Static linkage: international organisations, health, international relations.
5. Global Purchasing Power Parity 2021: India's position
GS area: Economy, International Relations
The International Comparison Programme released Global Purchasing Power Parities 2021, placing India as the third-largest economy by PPP with a GDP of 11 trillion US dollars.
- PPP: Purchasing Power Parity is a measurement tool that converts different currencies into a common unit by equalising what each currency can buy domestically.
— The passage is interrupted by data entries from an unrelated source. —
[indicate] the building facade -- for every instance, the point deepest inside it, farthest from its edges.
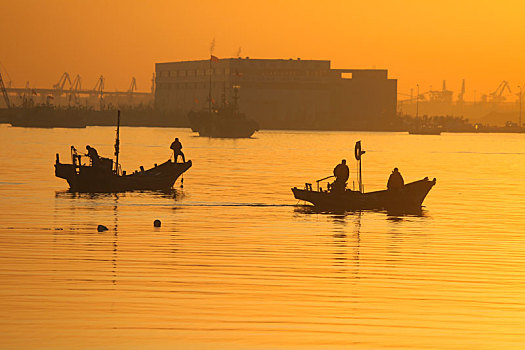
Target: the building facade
(288, 94)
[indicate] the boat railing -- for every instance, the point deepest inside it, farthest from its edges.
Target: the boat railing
(324, 178)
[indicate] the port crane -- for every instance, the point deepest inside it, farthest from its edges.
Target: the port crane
(76, 86)
(99, 87)
(133, 86)
(462, 92)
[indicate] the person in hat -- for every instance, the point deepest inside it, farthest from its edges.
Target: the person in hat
(176, 146)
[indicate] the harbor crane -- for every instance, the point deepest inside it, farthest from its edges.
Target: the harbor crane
(99, 87)
(497, 95)
(76, 86)
(59, 86)
(462, 93)
(133, 86)
(4, 92)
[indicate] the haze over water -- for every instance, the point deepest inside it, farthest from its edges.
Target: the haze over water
(238, 265)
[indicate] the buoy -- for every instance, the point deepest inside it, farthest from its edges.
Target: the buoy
(101, 228)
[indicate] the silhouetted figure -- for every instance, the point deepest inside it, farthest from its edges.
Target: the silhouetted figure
(176, 146)
(93, 154)
(395, 181)
(341, 173)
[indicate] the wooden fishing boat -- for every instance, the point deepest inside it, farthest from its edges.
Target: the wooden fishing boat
(408, 197)
(107, 176)
(411, 196)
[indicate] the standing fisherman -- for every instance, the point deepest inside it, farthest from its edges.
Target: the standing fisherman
(93, 154)
(176, 146)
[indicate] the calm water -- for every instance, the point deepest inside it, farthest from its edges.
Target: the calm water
(238, 265)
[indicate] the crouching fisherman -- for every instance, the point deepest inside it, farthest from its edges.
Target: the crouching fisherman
(93, 155)
(341, 173)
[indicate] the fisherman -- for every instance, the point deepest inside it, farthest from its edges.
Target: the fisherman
(93, 154)
(341, 173)
(395, 181)
(176, 146)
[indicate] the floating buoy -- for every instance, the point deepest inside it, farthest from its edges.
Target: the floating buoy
(101, 228)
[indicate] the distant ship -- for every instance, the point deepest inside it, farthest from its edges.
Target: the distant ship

It provides a more accurate comparison of living standards than market exchange rates.
- ICP: the International Comparison Programme was initiated in 1968. It has been a permanent element of the UN Statistical Commission since 2016, coordinated by the World Bank.
- China: the largest economy by PPP at 28.8 trillion US dollars.
- United States: the second largest.
- India: third largest at approximately 11 trillion US dollars, constituting 7.2 per cent of global GDP.
- India by nominal GDP: India ranks fifth globally by market exchange rate-based nominal GDP, behind the US, China, Japan and Germany.
- Why PPP matters for UPSC: standard of living comparisons, HDI calculations and international aid eligibility often use PPP-based incomes rather than nominal figures.
Static linkage: economy, international relations.
6. Doctrine of Merger and Article 142
GS area: Polity (judiciary)
The Supreme Court reaffirmed that its power under Article 142 is an exception to the Doctrine of Merger and the Rule of Stare Decisis.
- Doctrine of Merger: once an appellate court decides a case, the lower court's order merges into the appellate order. The appellate order is the binding decision. A further appeal proceeds against the appellate order, not the original lower court order.
- Rule of Stare Decisis: courts must follow their own prior decisions and those of higher courts. This is the principle of binding precedent.
- Article 142: vests the Supreme Court with the power to make any order necessary to do complete justice in any cause before it. This is an extraordinary residuary power that can override ordinary legal limitations.
- Significance: Article 142 orders cannot be appealed because the Supreme Court is the apex court. The Court has used Article 142 to dissolve marriages, suspend laws, and direct payments in cases of justice.
Static linkage: polity (judiciary), fundamental rights.
Briefly noted
- World's Largest Grain Storage Plan: 11 pilot states selected; convergence of schemes from Agriculture, Food Processing and Consumer Affairs ministries. PACS function as the last-mile nodes.
- Hydroxyurea for sickle cell: ICMR developing a paediatric oral formulation. Current availability only as 500 mg capsules for adults. The National Mission to eliminate sickle cell anaemia by 2047 drives this.